Mr. Onorato and Mr. DeFazio contend the anti-drink tax referendum is illegal because it unbalances the county budget, and its proponents have not suggested an alternative funding source for the county.
On the other hand, Mr. McCullough holds that the referendum question generated by council may be nullified by the fact that the private Democratic caucus meetings, which were the basis for council meetings to grant itself power to create ballot initiatives, may have violated Pennsylvania's open records and meetings law, commonly called the Sunshine Act.
On Thursday, Jim Roddey, a former county chief executive and the chairman of the county's Republican Committee, sued County Council in Common Pleas Court over the July 8 meeting. The lawsuit claims a quorum of council met in private -- in violation of the Sunshine Act -- to hash out a plan of how to get a referendum question on the ballot.
"This is the first step in challenging that whole process that they went through to put a referendum question on the ballot," said Mr. Roddey, who contends that not only did the Democratic caucus violate the Sunshine Act, County Council as a whole does not have the authority to generate any referendum questions, according to the county's home rule charter.
"[The lawsuit] is an attempt to reverse the power they gave themselves. They are circumventing the county charter," Mr. Roddey said.
And if Mr. Wojcik, the county's solicitor, determines that FACT's referendum petition is "legally insufficient," then Mr. Wolosik said: "[the administrative code] requires us to return the petition [to FACT.]."
Such a move is likely because Mr. Onorato and his administration consistently have taken the position that the anti-drink tax referendum is illegal. His position is that in addition to unbalancing the county's budget, the referendum may also be a violation of the county's home rule charter, which puts some limitations on county revenue sources that can be changed even by referendum.
However, FACT attorney Cris Hoel argues the county has no leg to stand on because even with reduced drink tax revenues, the county's 2008 budget still would be balanced. What is more, he added, the home rule charter has specific guidelines on taxes that cannot be altered by referendum. The drink tax is not one of them, he said.
The drink tax, as it is currently structured, Mr. Hoel said, is on pace to significantly exceed the $28 million it was expected to bring in for this year's budget. That revenue could be used to keep the 2008 budget balanced.
As for next year's budget, "then the county must seek other revenue sources," Mr. Hoel said. "They have no legal basis to challenge our referendum."
He added that FACT will most likely challenge in Common Pleas Court any board of elections ruling against the certification of its referendum question.

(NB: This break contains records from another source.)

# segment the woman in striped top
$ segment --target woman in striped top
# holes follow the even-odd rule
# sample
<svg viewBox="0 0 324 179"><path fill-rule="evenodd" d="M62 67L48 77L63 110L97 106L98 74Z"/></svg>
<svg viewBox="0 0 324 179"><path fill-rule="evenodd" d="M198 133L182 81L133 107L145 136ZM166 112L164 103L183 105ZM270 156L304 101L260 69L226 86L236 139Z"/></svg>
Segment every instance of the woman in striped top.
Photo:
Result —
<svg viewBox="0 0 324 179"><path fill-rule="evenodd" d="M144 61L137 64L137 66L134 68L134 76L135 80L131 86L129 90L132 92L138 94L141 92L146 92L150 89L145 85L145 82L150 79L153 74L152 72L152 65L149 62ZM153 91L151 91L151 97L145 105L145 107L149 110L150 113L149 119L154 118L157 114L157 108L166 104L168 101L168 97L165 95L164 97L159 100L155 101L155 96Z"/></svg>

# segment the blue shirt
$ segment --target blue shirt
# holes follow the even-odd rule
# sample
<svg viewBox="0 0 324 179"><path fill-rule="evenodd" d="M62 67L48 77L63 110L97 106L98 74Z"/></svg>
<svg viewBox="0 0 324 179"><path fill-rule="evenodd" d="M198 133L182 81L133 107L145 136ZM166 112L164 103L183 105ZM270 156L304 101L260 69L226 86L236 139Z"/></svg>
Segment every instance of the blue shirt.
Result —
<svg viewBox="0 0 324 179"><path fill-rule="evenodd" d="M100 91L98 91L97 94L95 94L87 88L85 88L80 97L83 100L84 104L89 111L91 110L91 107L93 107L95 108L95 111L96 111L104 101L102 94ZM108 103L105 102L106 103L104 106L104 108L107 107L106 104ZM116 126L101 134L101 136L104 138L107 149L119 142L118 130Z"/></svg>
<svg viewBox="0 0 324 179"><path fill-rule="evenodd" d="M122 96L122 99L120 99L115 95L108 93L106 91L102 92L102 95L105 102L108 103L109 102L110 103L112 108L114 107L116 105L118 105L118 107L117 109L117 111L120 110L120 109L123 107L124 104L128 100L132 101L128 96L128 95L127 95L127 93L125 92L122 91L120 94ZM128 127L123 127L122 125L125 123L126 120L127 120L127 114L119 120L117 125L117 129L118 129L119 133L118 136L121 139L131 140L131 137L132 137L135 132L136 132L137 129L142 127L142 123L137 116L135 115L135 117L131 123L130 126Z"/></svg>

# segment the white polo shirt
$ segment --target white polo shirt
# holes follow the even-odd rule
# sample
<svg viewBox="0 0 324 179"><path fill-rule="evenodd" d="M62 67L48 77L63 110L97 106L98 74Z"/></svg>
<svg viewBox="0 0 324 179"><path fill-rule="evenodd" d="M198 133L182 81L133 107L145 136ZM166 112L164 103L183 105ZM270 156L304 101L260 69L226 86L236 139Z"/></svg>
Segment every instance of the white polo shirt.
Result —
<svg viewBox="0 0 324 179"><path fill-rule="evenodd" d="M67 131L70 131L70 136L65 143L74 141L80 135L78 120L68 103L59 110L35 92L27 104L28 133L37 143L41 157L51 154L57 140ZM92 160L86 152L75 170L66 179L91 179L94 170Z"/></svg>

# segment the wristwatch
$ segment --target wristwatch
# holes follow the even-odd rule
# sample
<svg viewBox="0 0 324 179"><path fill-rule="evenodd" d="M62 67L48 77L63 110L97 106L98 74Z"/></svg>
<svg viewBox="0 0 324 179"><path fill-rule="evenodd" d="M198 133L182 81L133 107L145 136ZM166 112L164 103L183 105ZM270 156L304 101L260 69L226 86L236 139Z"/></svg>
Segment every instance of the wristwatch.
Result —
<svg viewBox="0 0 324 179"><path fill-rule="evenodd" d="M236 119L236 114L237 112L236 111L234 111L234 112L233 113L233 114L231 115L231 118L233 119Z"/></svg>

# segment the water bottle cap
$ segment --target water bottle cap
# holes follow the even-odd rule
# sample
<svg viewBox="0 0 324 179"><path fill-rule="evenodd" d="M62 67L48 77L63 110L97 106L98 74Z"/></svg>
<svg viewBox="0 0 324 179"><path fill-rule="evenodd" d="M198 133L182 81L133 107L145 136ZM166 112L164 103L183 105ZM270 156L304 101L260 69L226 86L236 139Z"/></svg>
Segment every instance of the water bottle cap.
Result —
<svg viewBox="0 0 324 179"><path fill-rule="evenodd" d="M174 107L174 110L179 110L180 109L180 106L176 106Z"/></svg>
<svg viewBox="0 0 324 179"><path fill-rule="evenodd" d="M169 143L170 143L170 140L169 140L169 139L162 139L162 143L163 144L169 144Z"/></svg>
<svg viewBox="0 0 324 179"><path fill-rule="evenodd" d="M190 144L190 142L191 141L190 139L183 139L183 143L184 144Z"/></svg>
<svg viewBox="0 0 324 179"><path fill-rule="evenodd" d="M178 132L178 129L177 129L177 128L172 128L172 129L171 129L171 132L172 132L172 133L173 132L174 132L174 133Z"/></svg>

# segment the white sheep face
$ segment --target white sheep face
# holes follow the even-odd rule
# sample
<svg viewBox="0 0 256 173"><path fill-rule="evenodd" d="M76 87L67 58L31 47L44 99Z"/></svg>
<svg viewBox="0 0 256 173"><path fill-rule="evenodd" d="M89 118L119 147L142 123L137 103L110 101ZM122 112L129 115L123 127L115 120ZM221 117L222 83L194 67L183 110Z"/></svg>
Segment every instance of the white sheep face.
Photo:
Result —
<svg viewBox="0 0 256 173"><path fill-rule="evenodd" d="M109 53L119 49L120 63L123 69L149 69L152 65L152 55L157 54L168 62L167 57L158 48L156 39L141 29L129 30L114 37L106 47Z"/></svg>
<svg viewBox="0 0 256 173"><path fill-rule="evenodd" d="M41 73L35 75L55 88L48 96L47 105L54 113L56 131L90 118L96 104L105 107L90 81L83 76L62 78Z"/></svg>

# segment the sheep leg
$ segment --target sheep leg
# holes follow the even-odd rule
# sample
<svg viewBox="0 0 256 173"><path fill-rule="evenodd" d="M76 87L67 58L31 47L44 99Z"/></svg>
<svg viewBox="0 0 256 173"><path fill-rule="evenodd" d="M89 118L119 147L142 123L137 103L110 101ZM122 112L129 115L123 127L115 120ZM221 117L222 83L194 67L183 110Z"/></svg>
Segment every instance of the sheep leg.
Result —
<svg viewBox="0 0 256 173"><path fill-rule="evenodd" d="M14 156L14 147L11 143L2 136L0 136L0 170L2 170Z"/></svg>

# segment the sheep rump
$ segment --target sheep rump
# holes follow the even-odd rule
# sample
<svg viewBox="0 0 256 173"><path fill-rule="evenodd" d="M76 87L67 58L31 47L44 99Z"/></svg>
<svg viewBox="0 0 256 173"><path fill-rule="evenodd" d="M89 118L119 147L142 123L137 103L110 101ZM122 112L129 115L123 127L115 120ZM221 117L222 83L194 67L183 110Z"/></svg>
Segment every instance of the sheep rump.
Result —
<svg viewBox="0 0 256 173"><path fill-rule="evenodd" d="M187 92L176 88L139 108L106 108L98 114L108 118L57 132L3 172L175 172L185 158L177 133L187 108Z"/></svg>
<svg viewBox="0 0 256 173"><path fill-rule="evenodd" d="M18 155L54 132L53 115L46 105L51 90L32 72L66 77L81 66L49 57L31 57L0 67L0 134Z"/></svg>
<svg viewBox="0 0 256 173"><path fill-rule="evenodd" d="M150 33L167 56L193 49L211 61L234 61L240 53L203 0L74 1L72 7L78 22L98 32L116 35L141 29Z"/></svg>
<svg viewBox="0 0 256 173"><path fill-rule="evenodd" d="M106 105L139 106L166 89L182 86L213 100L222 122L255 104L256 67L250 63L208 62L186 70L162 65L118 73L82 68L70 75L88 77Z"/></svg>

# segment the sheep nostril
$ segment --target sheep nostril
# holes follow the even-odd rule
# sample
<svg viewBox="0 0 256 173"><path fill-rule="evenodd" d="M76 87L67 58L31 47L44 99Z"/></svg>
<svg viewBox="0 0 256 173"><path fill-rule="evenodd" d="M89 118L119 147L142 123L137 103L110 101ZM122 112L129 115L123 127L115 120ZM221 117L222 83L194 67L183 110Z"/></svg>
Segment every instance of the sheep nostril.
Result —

Meanwhile, Shawn Flaherty, a Pittsburgh business attorney and managing partner of Flaherty Fardo LLC, recently started the group Citizens Against Raising Taxes on Property to fight on behalf of sustaining the drink tax. He said his group will seek a court injunction to stop the anti-drink tax referendum from getting on the ballot, if the county doesn't.
He said that his group of about 20 attorneys and real estate developers who represent more than 3,500 homeowners in tax assessment matters will soon file with the county elections office to create a political action committee. That will allow the group to start fund raising in what is expected to be a costly campaign to sustain the levy.
"We have a problem with the wording of the [anti-drink tax referendum] question. It simply asks the voter to make a decision if they want lower taxes," Mr. Flaherty said. "That is irresponsible."